AgriMind

landing page - Wall-E as our mascot!
Real-time dashboard with sensor data ingested from temp, air quality, humidity and light sensors
Our Smart Robot guardian!
ASI:One Chat Protocol Agent: users can upload media and incur the image processing pipeline through Cloudinary: annotating, analysis, QnA
ASI:One Chat Protocol Agent: users can provide video ID and incur the video processing pipeline through TwelveLabs: analysis and QnA
system architecture
ASUS Ascent GX10
classification
Advanced dashboard
real-time data captured (Sensors -> Raspberry PI -> ASUS GX10)

Inspiration

Agriculture loses massive value every year to problems that are often detected too late. Globally, up to 30–40% of crop yield is lost to pests and diseases, while farms can waste nearly 50% of irrigation water through overwatering, evaporation, and inefficient schedules. On top of that, fertilizer misuse not only drives runoff and emissions but also costs growers billions in avoidable input spend and yield loss. For small and medium growers, even a single equipment failure or delayed disease response can mean thousands of dollars lost in one season.

We built AgriMind because we saw these losses as a preventable intelligence gap. Farms already generate signals — temperature, moisture, light, and air-quality readings, visual crop images, and equipment footage — but most of that data is fragmented or underused. AgriMind brings it together in one system: sensor-driven irrigation decisions to reduce water waste, multimodal video understanding to flag equipment risks and unsustainable practices, and AI-based crop health analysis to catch disease earlier. Instead of reactive farming, we enable proactive, climate-smart action — helping growers protect yield, reduce resource waste, and improve sustainability without adding operational complexity.

What it does

AgriMind is an AI-powered sustainable farming platform that helps growers:

Deploy a mobile field robot with temperature, moisture, air quality, and light sensors to scan crop zones and detect anomalies.
Stream sensor readings to the web app over real-time websockets, then store them in SQLite for historical trend analysis with charts and graphs.
Run a multimodal video pipeline using TwelveLabs (Marengo + Pegasus) for embedding/summarization to analyze footage for equipment failure, abnormal events, timestamped risk moments, water loss/usage, carbon-footprint estimates, and actionable recommendations.
Run an image analysis pipeline using Cloudinary for uploaded farm photos with cloud storage + annotation of sustainability metrics (CO2 impact, water usage, and risk insights).
Query both pipelines through Fetch.ai agents as tool functions, so users can ask natural-language Q&A in Agentverse/ASI:One about past footage and uploaded media.
Use a two-stage AI pipeline on the ASUS Ascent GX10: a fine-tuned PaliGemma (LoRA) vision model classifies crop disease with 96.35% accuracy and ranked confidence scoring, then Gemma 4 via Ollama generates plain-language treatment recommendations from fused vision + sensor outputs.
Use the Irrigator Agent to combine weather + sensor context into precise watering actions (e.g., reduced irrigation when rain is likely) with chat-based reasoning.
Interact through ElevenLabs voice support to ask about sensor trends, agro-tech operations, and sustainability decisions hands-free.

How we built it

AgriMind is designed as a modular, multi-layer agri-intelligence stack that connects robot telemetry, multimodal media analysis, agent orchestration, and decision support into one pipeline.
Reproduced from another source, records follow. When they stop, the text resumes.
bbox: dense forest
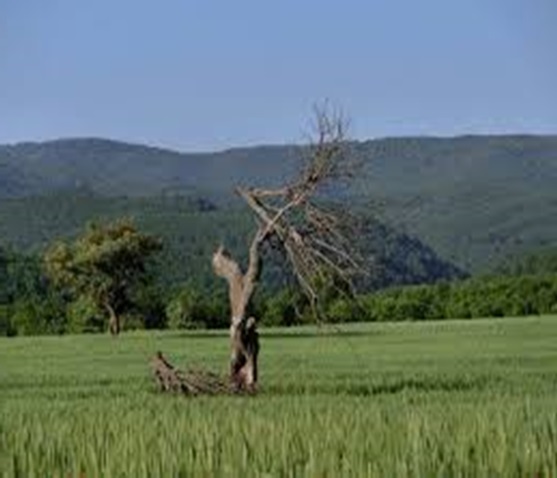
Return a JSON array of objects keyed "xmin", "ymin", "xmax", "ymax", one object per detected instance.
[
  {"xmin": 0, "ymin": 135, "xmax": 557, "ymax": 273},
  {"xmin": 0, "ymin": 136, "xmax": 557, "ymax": 334}
]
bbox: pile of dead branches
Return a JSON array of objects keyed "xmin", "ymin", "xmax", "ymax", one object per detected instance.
[{"xmin": 151, "ymin": 352, "xmax": 231, "ymax": 396}]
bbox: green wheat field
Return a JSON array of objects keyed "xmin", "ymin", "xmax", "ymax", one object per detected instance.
[{"xmin": 0, "ymin": 317, "xmax": 557, "ymax": 477}]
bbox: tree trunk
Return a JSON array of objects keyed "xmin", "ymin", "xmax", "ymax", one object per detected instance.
[
  {"xmin": 230, "ymin": 317, "xmax": 259, "ymax": 392},
  {"xmin": 213, "ymin": 229, "xmax": 266, "ymax": 392},
  {"xmin": 105, "ymin": 302, "xmax": 120, "ymax": 336}
]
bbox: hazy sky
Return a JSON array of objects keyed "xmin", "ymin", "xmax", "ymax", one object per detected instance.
[{"xmin": 0, "ymin": 0, "xmax": 557, "ymax": 150}]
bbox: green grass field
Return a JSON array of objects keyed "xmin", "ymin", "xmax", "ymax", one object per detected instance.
[{"xmin": 0, "ymin": 317, "xmax": 557, "ymax": 477}]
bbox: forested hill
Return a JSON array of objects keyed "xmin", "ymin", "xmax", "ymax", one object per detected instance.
[{"xmin": 0, "ymin": 135, "xmax": 557, "ymax": 271}]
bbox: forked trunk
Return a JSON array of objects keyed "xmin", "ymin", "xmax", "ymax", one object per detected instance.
[{"xmin": 213, "ymin": 230, "xmax": 265, "ymax": 392}]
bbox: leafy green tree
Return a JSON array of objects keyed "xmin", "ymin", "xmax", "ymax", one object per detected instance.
[{"xmin": 44, "ymin": 220, "xmax": 161, "ymax": 335}]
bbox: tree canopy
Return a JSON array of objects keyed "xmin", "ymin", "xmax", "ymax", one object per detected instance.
[{"xmin": 44, "ymin": 220, "xmax": 162, "ymax": 334}]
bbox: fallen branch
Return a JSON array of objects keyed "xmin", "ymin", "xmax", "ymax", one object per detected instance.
[{"xmin": 151, "ymin": 352, "xmax": 230, "ymax": 395}]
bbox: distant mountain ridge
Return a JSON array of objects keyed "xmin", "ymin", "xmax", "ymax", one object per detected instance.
[{"xmin": 0, "ymin": 135, "xmax": 557, "ymax": 271}]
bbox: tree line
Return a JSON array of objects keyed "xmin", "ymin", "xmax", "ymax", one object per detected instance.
[{"xmin": 0, "ymin": 220, "xmax": 557, "ymax": 335}]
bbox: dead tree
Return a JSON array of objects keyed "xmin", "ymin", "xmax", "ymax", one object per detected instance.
[{"xmin": 213, "ymin": 107, "xmax": 357, "ymax": 391}]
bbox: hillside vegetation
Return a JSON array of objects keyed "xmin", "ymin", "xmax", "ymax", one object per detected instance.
[{"xmin": 0, "ymin": 135, "xmax": 557, "ymax": 272}]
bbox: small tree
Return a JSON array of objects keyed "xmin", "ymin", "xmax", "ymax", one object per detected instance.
[{"xmin": 44, "ymin": 220, "xmax": 161, "ymax": 335}]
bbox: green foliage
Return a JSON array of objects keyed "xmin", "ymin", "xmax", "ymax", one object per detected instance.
[
  {"xmin": 360, "ymin": 275, "xmax": 557, "ymax": 321},
  {"xmin": 4, "ymin": 135, "xmax": 557, "ymax": 272},
  {"xmin": 0, "ymin": 317, "xmax": 557, "ymax": 478},
  {"xmin": 44, "ymin": 220, "xmax": 161, "ymax": 326}
]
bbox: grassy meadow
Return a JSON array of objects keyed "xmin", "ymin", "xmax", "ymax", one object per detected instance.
[{"xmin": 0, "ymin": 317, "xmax": 557, "ymax": 477}]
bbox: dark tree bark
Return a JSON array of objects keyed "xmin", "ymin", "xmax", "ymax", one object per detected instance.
[
  {"xmin": 105, "ymin": 302, "xmax": 121, "ymax": 336},
  {"xmin": 213, "ymin": 229, "xmax": 266, "ymax": 392}
]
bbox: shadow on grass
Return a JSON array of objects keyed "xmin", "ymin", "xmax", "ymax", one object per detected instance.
[
  {"xmin": 261, "ymin": 377, "xmax": 499, "ymax": 397},
  {"xmin": 172, "ymin": 326, "xmax": 383, "ymax": 340}
]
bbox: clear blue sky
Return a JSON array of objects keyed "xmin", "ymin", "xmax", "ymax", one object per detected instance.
[{"xmin": 0, "ymin": 0, "xmax": 557, "ymax": 150}]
1) System architecture (end-to-end flow)

Edge Sensing (Robot Layer) The mobile field robot is built on a Raspberry Pi 4 paired with a Pi Shield, which provides the physical interface for connecting the following sensors:

Soil Moisture Sensor — measures real-time volumetric water content at the root zone to detect under/over-watering conditions Temperature Sensor — captures ambient and canopy-level thermal readings to flag heat stress or frost risk Air Quality Sensor — monitors atmospheric indicators (e.g., CO₂, particulate matter, VOCs) relevant to crop health and micro-environment conditions Light/LDR Sensor — measures photosynthetically active radiation (PAR) / sunlight intensity to assess light availability per crop zone

As the robot traverses the field and stops near each plant, it simultaneously:

Captures a close-up plant image using an onboard Logitech camera module Samples all four sensors to produce a structured telemetry snapshot tied to that location

The Raspberry Pi is accessed and monitored remotely via SSH from a development PC, enabling real-time observation of sensor readings, system logs, and robot state during field runs.

Sensor-to-Inference Pipeline

Rather than processing locally on the Pi (which lacks the compute for ML inference), the robot transmits both the captured image and the structured sensor payload to the ASUS Ascent GX10 — a dedicated on-premise AI accelerator. The GX10 runs a two-stage inference pipeline: a fine-tuned PaliGemma (LoRA) vision model classifies crop condition at 96.35% accuracy with ranked confidence scores and crop-aware filtering, then a fusion layer combines VLM confidence with live sensor readings (moisture, temperature, air quality, light) into a structured risk score — which Gemma 4 (served locally via Ollama) converts into concise, farmer-readable recommendations. Each inference run is persisted as both a .pkl binary and .json artifact for logging and trend analysis.

Realtime ingestion + persistence (data layer)

Sensor events are streamed to the web platform via WebSocket-style realtime flow and persisted in SQLite for historical analytics. This enables trend charts, anomaly checks, and stateful decisioning.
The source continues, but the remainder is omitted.